Ich habe am Samstag mit den Younger Leaders im sonnigen Volkenroda über Missionale Gemeinde nachgedacht. Im Verlauf der Diskussion fiel auch immer wieder einmal der Begriff „missionaler Lebensstil“. Und mir fiel auf, dass sich immer immer etwas sträubt bei dieser Kombination.

Vielleicht liegt mein Widerwille daran, dass es so nach lifestyle klingt, also eine weitgehend ästhetisch motivierte Art, sich einzurichten (da gibt es „lifestyle-Kombis“ in den Autohäusern, der Kofferraumvolumen in Golftaschen statt Kinderwägen gemessen wird…), eine Selbstinszenierung durch bestimmte Konsumprodukte (dazu gehört auch so etwas wie Extremsport, für den man umfassend ausgestattet wird), durch die man die Zugehörigkeit zu einer Gruppe von Menschen signalisiert.

Klar gibt es auch eine konsumkritischen nachhaltigen Lebensstil oder einen solidarischen – und freilich kann auch der zur oberflächlichen Dekoration werden, weil man „in“ sein will. Vielleicht ist es also noch mehr der Ansatz beim Individuum, der mir nicht behagt. Das erste, was wir den Messias Jesus tun sehen, ist, dass er Menschen um sich sammelt. Und diese missionale Gemeinschaft (nicht den einzelnen!) bezeichnet er als die „Stadt auf dem Berg“ – eine unverhohlene Anspielung auf Jerusalem und den Tempel, den Ort also, wo Himmel und Erde sich berühren.

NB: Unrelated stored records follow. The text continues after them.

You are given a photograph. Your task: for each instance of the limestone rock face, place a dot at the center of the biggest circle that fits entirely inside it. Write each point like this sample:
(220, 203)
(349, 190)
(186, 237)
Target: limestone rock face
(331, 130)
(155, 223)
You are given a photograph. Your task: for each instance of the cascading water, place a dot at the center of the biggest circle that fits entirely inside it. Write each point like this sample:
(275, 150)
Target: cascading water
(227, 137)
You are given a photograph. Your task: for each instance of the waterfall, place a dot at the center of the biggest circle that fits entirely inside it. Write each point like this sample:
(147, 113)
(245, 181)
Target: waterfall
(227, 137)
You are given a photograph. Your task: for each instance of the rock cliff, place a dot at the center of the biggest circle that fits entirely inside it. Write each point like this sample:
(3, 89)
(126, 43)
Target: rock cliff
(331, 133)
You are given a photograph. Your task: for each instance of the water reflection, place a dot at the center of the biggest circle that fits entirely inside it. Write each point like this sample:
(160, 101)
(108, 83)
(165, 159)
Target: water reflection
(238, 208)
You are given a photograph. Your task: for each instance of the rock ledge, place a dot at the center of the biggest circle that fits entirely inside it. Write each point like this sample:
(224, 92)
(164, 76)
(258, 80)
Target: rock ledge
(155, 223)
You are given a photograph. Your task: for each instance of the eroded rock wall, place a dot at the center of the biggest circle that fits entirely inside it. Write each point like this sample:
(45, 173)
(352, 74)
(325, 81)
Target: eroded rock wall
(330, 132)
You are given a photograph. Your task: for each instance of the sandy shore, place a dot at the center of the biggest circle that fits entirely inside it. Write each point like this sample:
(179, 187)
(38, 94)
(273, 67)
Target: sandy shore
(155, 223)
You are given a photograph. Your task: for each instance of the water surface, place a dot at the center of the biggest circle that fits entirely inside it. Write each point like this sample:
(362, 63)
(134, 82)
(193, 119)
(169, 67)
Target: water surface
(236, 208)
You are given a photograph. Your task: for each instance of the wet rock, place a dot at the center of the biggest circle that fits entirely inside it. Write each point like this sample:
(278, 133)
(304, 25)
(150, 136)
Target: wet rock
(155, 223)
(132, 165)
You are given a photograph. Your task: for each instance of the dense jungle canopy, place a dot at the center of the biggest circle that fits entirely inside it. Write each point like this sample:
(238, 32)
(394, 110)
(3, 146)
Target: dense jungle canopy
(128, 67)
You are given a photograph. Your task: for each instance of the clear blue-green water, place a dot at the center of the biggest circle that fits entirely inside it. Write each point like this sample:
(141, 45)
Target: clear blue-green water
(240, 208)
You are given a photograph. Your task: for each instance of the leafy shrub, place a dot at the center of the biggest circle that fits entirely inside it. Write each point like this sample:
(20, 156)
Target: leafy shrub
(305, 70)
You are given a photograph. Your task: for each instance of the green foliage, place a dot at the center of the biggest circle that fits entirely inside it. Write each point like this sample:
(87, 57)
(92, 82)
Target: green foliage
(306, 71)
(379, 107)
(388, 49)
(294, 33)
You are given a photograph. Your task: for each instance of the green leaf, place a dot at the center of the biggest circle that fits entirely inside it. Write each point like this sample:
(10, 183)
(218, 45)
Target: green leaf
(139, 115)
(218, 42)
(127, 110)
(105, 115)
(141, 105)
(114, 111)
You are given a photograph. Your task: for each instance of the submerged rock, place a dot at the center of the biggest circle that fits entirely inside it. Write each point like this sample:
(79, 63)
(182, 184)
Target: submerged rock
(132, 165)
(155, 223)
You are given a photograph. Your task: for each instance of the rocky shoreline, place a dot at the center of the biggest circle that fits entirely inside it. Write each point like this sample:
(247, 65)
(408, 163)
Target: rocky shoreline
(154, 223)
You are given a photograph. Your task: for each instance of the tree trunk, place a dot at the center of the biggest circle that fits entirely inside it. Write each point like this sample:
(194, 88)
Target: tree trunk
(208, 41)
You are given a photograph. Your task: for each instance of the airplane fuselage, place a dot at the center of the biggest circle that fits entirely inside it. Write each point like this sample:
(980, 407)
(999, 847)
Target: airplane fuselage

Vielleicht sollten wir also weiter konsequent von missionaler Gemeinde sprechen, um deutlich zu machen, dass es keine individualisierte Variante davon geben kann. Und je mehr der Begriff in Mode kommt und plötzlich jeder irgendwie „missional“ sein will, indem man diese oder jene Äußerlichkeit imitiert, ohne die Haltungen – und ja, auch die Theologie – dahinter auch nur in Ansätzen verstanden zu haben, desto besser ist es, wenn sich das nicht als ein Stilwechsel in der persönlichen Innenarchitektur hinstellen lässt.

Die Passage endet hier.